Using the Model for Improvement approach,17 iterative plan-do-study-act (PDSA) improvement cycles were undertaken. Our specific aim was that 30% of patients at our centre would have BPMH or MedRec completed within (±) 30 days of initiating systemic therapy. While it would be ideal to have a BPMH or MedRec completed prior to the start of systemic therapy, the ±30-day window was chosen by the project team given the very low baseline completion rates, and to allow for sufficient time to conduct the BPMH or MedRec outside of regular clinics. The target of 30% was arrived at through consensus with the study team. We elected to focus on high-risk periods for patients for whom medication management was a significant part of their care; as such, patients initiating systemic therapy were the target population. Change ideas, activities, key findings and goals of each of the six PDSA cycles undertaken are summarised in table 1.

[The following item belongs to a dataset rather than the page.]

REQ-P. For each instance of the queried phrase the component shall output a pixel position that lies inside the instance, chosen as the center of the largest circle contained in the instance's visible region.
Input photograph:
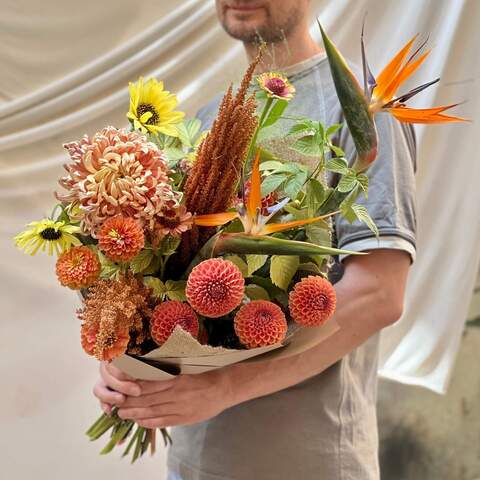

Strategy for project recovery due to the COVID-19 pandemic

The COVID-19 pandemic was declared during the project which resulted in the redeployment of staff, loss of pharmacy students and shift of focus away from the project towards pandemic management. Digital upgrades to the EMITT tool were put on hold, and completion of BPMH and MedRec fell to near-baseline levels. Guided by the four-phase Quality Implementation Framework,18 we sought to recover the project, by first undertaking a purposeful re-examination of the MedRec process (phase I) to identify barriers to conducting MedRec during COVID-19. Major barriers to conducting MedRec during COVID-19 included reduced resources (time, human resources and physical resources), loss of dedicated staff and change in workflows and clinical models brought on by the introduction of virtual care. Additionally, interviews were undertaken with physicians from participating outpatient oncology clinics. Time constraints, misalignment of clinic visits and BPMH completion for new systemic therapy patients and the need for a BPMH for new patient consultations where the physician would not yet be familiar with the patient’s medication history were identified as additional barriers to performing MedRec in clinic. This guided the tailored selection of Expert Recommendations for Implementing Change19 implementation strategies used during the successive phases (two- building capacity/structural implementation; three-supporting ongoing implementation of the project; four-embedding into practice) in four subsequent PDSA cycles.

Measures

The primary outcome measure was the proportion of patients each month starting systemic therapy (new) with a documented BPMH and MedRec in EMITT within 30 days of initiating therapy. The secondary outcomes were the proportion of patients receiving systemic therapy (any cycle) each month who ever had a documented BPMH or MedRec in EMITT (ongoing), and the number of unique users of the EMITT tool. These metrics were calculated using data records and audit trail features within the EMITT tool deterministically linked with chemotherapy administration records at our centre. The balancing measure was the mean (SD) and median (IQR) time in minutes to complete an entry in EMITT, which was evaluated using a time motion study,20 21 whereby BPMH and MedRec activities of providers were audited. While we intended to conduct the time motion study at multiple time points, we were only able to complete 1 day of observations before research staff were barred from being onsite in the clinics for observational studies due to the COVID-19 pandemic.